Gezi Parkı gösterilerini 'Otpor' adlı Sırp gençlik hareketinin organize ettiği iddiasıyla bir soruşturma açıldığı ortaya çıktı. Emniyet'ten gönderilen yazıda; Otpor lideri İvan Maroviç'in tiyatrocu Mehmet Ali Alabora ve ekibiyle Kahire'de görüştüğü, görüşmeden sonra Türkiye'ye dönen grubun 'Mi Minör' adlı oyunun provalarına başladığı ve böylece Gezi Parkı eylemini başlattıkları ileri sürüldü İşadamı Osman Kavala'nın Alabora ve ekibini finanse ve organize ettiği iddia edildi.

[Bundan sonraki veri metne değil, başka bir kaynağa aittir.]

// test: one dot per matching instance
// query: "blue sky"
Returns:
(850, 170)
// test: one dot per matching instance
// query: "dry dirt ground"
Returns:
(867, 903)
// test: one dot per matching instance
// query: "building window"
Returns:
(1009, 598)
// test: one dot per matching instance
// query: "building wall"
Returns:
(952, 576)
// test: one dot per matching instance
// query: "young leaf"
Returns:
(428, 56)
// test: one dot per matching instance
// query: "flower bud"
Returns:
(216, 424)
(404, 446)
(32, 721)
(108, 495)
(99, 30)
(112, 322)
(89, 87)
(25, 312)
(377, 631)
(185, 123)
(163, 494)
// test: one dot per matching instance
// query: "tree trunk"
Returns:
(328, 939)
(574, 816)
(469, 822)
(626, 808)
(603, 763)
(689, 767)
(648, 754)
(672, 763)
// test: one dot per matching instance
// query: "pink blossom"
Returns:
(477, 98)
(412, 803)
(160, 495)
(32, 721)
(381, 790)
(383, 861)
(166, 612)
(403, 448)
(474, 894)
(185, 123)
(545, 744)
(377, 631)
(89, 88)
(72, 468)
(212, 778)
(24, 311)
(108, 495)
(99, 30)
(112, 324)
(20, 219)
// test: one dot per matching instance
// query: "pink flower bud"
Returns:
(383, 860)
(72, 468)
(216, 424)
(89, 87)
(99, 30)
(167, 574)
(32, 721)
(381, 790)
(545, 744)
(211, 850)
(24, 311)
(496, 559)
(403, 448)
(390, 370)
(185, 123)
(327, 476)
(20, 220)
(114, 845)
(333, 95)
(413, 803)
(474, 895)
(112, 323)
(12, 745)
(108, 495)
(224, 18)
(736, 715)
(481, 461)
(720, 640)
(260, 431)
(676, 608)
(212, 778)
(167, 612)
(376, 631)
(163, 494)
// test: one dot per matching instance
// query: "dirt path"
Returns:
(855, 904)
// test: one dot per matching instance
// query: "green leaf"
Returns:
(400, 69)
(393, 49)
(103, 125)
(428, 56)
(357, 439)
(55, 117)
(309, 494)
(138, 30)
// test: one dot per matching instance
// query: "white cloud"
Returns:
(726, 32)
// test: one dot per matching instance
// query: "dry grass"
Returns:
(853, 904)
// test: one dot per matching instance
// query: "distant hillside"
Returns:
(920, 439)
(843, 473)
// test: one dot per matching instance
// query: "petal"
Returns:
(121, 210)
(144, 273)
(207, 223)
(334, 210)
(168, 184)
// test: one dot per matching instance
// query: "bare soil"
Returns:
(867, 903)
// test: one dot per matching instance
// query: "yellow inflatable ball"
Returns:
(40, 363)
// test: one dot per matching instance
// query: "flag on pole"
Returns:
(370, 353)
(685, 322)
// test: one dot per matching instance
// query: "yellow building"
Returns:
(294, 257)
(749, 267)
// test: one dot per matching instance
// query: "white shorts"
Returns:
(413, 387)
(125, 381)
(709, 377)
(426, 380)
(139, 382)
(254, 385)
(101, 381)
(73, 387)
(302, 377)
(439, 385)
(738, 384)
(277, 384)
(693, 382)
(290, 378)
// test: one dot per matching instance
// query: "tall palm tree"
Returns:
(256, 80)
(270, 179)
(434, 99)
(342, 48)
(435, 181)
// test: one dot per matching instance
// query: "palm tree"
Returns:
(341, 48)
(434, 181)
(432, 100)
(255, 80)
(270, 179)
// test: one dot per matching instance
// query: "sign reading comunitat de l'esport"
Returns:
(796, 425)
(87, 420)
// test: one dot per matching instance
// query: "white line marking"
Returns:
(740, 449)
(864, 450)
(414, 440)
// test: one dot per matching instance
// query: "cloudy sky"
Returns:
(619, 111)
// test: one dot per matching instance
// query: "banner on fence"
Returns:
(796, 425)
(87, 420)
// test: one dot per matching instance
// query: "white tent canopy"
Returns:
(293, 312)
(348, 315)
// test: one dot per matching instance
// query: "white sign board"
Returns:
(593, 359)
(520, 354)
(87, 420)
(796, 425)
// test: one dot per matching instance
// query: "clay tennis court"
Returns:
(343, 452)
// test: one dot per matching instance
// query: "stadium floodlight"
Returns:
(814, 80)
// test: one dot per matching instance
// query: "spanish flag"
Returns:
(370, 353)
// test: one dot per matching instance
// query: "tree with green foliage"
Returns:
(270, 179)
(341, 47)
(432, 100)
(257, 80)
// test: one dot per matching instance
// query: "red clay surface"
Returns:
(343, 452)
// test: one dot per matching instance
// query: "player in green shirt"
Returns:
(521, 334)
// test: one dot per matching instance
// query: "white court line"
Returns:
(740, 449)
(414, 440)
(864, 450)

Radikal'den İsmail Saymaz'ın haberine göre Emniyet Genel Müdürlüğü Kaçakçılık ve Organize Suçlarla Mücadele Daire Başkanlığı Gezi Parkı eylemlerinin devam ettiği 15 Haziran 2013’te İstanbul Organize Suçlarla Şube Müdürlüğü’ne gönderdiği yazıda; “özellikle Facebook ve Twitter’daki provokatif paylaşımların yapılan protestoları amacından saptırarak halk ve devletin karşı karşı gelmesinin amaçladığı, ülkede bir çatışma ve kaos varmış imajı oluşturularak, kamu düzeninin bozulmaya çalışıldığı, olayın sosyal medyada yayılış biçimi, olayın başlatılmasında ve yayılmasında rol oynayan aktörler, seçilen sloganlar ve imgelerin uluslararası aktörlerden destek alan şahıslarca organize şekilde yürütüldüğü” savunuldu. KOM Dairesi’nin yazısında şu “bulgulara” yer verildi:
ODTÜ EYLEMİNİ DE OTPOR YAPMIŞ!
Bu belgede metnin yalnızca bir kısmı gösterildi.